# Bought the truck, now what?



## Corporal (Jul 29, 2010)

You should be ok with a bumper hitch trailer. IF you buy a gooseneck trailer, you will break your cab's rear windows on a sharp turn. Shortbed trucks are notorious for this.
You should have your mechanic double check your tow package to make sure that you have manual brakes and you should CHECK YOUR BRAKES, YOUR TRUCK TO TRAILER WIRING AND YOUR TIRES AND PRESSURE before every trip. We do. YOUR mechanic isn't selling you the trailer, so you'll get more honesty.
Have your trailer's bearings checked once a year, too.
Otherwise, it's pretty much the same as when we first bought a trailer in 1986.
Congratulations and happy trailering! =D


----------



## PDGx (Mar 24, 2013)

Have them check why there is a brake controller mounted on the console. If you really have an integrated brake controller - and it is working - you WANT to have it being the brake controller being used. It will give you much smoother braking, and will not cause any jolt to your horses when activated. It is the smoothest trailer braking you can get. Our last two trucks were specifically purchased with the integrated controllers, and we pull everything from a 4 horse trailer to RV to 20k # equipment trailer. 
Their should be no need for an external controller. 
Nice truck !
_Posted via Mobile Device_


----------



## towboater (Aug 19, 2013)

Deleted


----------



## beau159 (Oct 4, 2010)

Corporal said:


> IF you buy a gooseneck trailer, you will break your cab's rear windows on a sharp turn. Shortbed trucks are notorious for this.


The OP can absolutely buy a gooseneck if he/she pleases. (Personally, I will NEVER own a bumper pull. Goosenecks are a much better ride for the horses, and safer because they won't start fishtailing on you in a wind.)

I pull a square-nose gooseneck all the time with my husband's GMC Sierra, which has one of the shortest short-boxes on the market (or so we've been told). We did opt to put a *6" extender *on the gooseneck hitch and that's made a HUGE difference. I highly recommend it. 

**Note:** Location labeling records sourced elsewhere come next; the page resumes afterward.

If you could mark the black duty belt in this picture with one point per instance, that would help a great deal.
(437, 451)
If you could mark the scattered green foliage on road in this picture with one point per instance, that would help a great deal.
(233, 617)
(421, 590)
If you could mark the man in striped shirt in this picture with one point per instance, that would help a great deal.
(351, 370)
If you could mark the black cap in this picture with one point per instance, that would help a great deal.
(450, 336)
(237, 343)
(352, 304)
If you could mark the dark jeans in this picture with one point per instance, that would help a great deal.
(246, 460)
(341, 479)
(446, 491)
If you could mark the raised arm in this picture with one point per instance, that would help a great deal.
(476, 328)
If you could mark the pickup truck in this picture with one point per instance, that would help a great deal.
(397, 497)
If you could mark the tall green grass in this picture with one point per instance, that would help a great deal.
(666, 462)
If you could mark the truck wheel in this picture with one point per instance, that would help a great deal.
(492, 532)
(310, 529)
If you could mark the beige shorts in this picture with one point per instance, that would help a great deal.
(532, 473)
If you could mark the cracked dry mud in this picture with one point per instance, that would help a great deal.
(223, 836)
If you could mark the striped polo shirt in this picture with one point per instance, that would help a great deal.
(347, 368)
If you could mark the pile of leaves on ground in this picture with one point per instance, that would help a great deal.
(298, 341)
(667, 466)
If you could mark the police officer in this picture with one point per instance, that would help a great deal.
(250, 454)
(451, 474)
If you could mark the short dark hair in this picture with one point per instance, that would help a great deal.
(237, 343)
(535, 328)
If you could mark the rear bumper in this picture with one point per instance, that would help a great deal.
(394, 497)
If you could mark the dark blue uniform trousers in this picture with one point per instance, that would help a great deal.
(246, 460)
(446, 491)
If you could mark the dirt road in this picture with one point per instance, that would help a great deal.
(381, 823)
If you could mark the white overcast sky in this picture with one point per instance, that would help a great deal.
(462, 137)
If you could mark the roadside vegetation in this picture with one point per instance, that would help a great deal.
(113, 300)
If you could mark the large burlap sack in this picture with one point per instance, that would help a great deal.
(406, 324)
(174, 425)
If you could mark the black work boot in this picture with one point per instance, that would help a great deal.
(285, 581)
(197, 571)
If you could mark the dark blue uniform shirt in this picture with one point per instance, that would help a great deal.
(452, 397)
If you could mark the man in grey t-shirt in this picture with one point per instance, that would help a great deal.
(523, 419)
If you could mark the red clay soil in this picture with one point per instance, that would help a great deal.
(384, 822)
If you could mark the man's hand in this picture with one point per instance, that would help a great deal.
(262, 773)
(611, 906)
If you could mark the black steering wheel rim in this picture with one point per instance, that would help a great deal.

Yes, I do keep an eye on the back window when I am backing the trailer up. But I've never had an issue, and have backed into some pretty tight spaces. You've just gotta pay attention.

Driving forward? Not a problem. You won't bust your window turning while driving forward. It's the backing up you have to be careful of.


----------



## Roux (Aug 23, 2013)

I 100% agree with everything beau159 said.

I always always take a goose neck over a bumper pull. They are just safer all the way around. 

I have never broke out a back window. You just have to half way pay attention to what you are doing.


----------



## Roux (Aug 23, 2013)




----------



## verona1016 (Jul 3, 2011)

The length of the bed may not stop OP from pulling a gooseneck, but the payload capacity might. For the 2014 F-150, the payload capacity ranges from 1500 to 2090 lbs. This sounds like a lot, but goosenecks put much more of their weight on the truck than bumper pulls (up to 25% is typical). Goosenecks also tend to have a higher empty weight to start with. 

As an example, the lightest gooseneck trailer made by Featherlite is 3300 lbs (300 lbs heavier than my standard steel two horse bumper pull). Add two 1200 lb horses and a couple hundred pounds for tack and other equipment and you're up to 6000 lbs. 25% of that is 1500 lbs, which is the maximum for some configurations of the F-150. Best case you have the truck with the highest payload capacity- you now have nearly 600 lbs of capacity left, but you still have to add in the weight of anything else you have in the truck, including the driver and passengers.


----------